Taking MD5 as an example, the hash value is a fixed 128-bit binary string, which can represent up to 2^128 data. This data is already an astronomical number, and the probability of hash conflict is less than 1/2^ 128. If you want to find another data that is the same as this MD5 through the exhaustive method, the time spent should be astronomical. Therefore, the hash algorithm is still difficult to crack within a limited time, which means that Encryption effect is achieved.

2.2 Data Verification

Using the Hash function’s data sensitivity feature, it can be used to verify whether the data during network transmission is correct. , to prevent malicious tampering.

2.3 Hash function

Using the relative uniform distribution characteristics of the hash function, the hash value is used as the location value of data storage, so that the data is evenly distributed in the container in.

2.4 Load Balancing

Use the hash algorithm to calculate the hash value of the client id address or session id, and compare the obtained hash value with the size of the server list After taking the modulo operation, the final value is the server number that should be routed to.

2.5 Data fragmentation

If we have a 1T log file, which records the user’s search keywords, we want toquickly count each The number of times the keyword has been searched , what should I do? The amount of data is relatively large and it is difficult to put it into the memory of one machine. Even if it is placed on one machine, the processing time will be very long. To solve this problem, we can first fragment the data and then use multiple machines to process it. method to increase processing speed.

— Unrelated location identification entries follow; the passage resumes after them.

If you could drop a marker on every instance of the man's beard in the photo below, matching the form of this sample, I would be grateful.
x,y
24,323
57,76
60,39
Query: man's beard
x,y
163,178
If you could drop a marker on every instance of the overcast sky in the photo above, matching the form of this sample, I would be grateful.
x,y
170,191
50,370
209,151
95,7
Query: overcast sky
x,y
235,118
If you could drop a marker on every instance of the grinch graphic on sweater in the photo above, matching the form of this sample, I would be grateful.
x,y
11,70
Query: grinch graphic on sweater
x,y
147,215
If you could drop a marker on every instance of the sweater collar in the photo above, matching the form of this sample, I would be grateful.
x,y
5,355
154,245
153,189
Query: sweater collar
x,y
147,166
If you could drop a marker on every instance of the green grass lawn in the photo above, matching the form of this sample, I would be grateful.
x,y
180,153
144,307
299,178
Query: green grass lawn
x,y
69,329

The specific idea is: In order to improve the processing speed, we use n machines for parallel processing. From the log file of the search record, each search keyword is analyzed in turn, and the hash value is calculated through the hash function, and then modulo n. The final value is the machine number that should be assigned; in this way, the hash value Search keywords with the same value are assigned to the same machine. Each machine will count the number of occurrences of the keyword separately, and finally combine them to get the final result. In fact, the processing process here is also the basic design idea of MapReduce.

2.6 Distributed Storage

For situations where massive data needs to be cached, one cache machine is definitely not enough, so we need to distribute the data across multiple on a machine. At this time, we can use the previous sharding idea, that is, use the hash algorithm to obtain the hash value of the data, and then take the modulo of the number of machines to obtain the cache machine number that should be stored.

However, if the data increases, the original 10 machines can no longer bear it and need to be expanded. At this time, if all the data hash values are recalculated and then moved to the correct machine, it will be quite Since all the cached data becomes invalid at once, it will penetrate the cache and return to the source, which may cause an avalanche effect and overwhelm the database. In order to add a new cache machine without moving all the data, Consistent Hash Algorithm is a better choice. The main idea is: assuming we have a kge machine, the hash value range of the data is [0, Max], we divide the entire range into m small intervals (m is much greater than k). Each machine is responsible for m/k small intervals. When a new machine joins, we divide the data of certain small intervals from The original machine is moved to the new machine. In this way, there is no need to re-hash and move all the data, and the balance of the data volume on each machine is maintained.

3. Written at the end

In fact, the hash algorithm has many other applications, such as git commit id, etc. Many applications come from the algorithm The understanding and expansion are also the embodiment of the value of basic data structures and algorithms, which we need to slowly understand and experience in our work.